Worries about shipment times are further complicated by Amazon’s recent announcement regarding Fulfillment By Amazon. On March 17th, Amazon announced its plan to serve customers by placing a hold on warehouse deliveries. They are currently only accepting deliveries of household staples, medical supplies, and other high-demand products. This rule will be in place until April 5th at the earliest. This rule could be a major obstacle for some sellers who usually rely on Fulfillment By Amazon. Amazon states that if your inventory runs out in their warehouses, you can continue to sell on their platform, but you must organize delivery of products on your own.
Concerns About Supply Chain
We have already seen the coronavirus disrupt the supply chain.

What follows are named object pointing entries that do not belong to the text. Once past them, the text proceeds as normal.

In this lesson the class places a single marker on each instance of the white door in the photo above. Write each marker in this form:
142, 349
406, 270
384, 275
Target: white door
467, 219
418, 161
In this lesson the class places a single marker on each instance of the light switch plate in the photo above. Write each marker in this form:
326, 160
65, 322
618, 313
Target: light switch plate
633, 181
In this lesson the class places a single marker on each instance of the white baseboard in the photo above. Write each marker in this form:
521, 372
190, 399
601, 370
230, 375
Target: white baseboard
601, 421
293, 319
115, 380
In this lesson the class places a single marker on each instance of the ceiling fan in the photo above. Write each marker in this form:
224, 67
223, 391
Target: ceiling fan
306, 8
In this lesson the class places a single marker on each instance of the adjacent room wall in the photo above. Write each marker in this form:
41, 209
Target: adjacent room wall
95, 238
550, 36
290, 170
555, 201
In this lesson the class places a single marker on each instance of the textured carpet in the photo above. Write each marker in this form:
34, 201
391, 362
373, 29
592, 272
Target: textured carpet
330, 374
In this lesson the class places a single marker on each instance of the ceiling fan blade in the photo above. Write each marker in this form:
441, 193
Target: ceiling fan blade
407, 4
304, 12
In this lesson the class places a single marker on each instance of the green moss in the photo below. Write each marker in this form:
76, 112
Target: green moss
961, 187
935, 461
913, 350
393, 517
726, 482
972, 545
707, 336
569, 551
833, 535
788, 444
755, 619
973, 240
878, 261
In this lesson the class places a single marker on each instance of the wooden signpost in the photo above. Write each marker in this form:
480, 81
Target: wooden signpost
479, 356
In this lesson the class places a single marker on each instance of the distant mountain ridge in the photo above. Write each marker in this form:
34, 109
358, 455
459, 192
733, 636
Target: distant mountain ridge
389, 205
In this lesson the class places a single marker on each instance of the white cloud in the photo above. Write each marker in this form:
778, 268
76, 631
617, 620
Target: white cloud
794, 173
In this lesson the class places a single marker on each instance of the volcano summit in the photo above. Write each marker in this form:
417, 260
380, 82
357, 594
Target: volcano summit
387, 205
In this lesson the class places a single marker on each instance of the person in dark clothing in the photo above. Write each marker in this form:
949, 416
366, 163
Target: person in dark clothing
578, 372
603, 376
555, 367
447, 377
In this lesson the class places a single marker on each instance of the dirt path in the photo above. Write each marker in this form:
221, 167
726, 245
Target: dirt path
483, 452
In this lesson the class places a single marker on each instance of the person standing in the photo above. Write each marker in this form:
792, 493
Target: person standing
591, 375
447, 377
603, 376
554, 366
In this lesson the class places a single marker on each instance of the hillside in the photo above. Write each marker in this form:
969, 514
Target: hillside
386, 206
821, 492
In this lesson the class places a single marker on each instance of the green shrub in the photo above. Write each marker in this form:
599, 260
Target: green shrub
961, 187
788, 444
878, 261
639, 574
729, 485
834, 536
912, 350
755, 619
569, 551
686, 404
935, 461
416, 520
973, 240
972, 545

Ever since the virus began to ravage China, it has closed down many manufacturers, leading to significant delays in shipments, even as Chinese factories begin to reopen. Now, concerns are turning to other global factories. According to research by Statista, 44% of the American retailers who participated in one survey expect to face production delays, and 40% expect to have inventory shortages throughout the year.
Changes In Industry Demand
While some industries may see an increase in sales, others, like salons and services, may see a decrease because of social distancing. Below, we’ll mention trends we expect to see among some eCommerce industries:
Fashion: Fashion purchases related to travel (i.e. swimsuits and luggage) will likely decline.
Health & Wellness: Spending on health and wellness products have already increased, especially on products directly related to reducing the spread of the virus (face masks) or handling its symptoms (cough medications).
Household Goods: Online purchases of household supplies such as detergents, foodstuffs, paper products, and cleaning supplies are expected to increase as consumers limit their time spent in public.
Books & Movies: Purchases on books and movies, especially on digital streaming, are expected to increase.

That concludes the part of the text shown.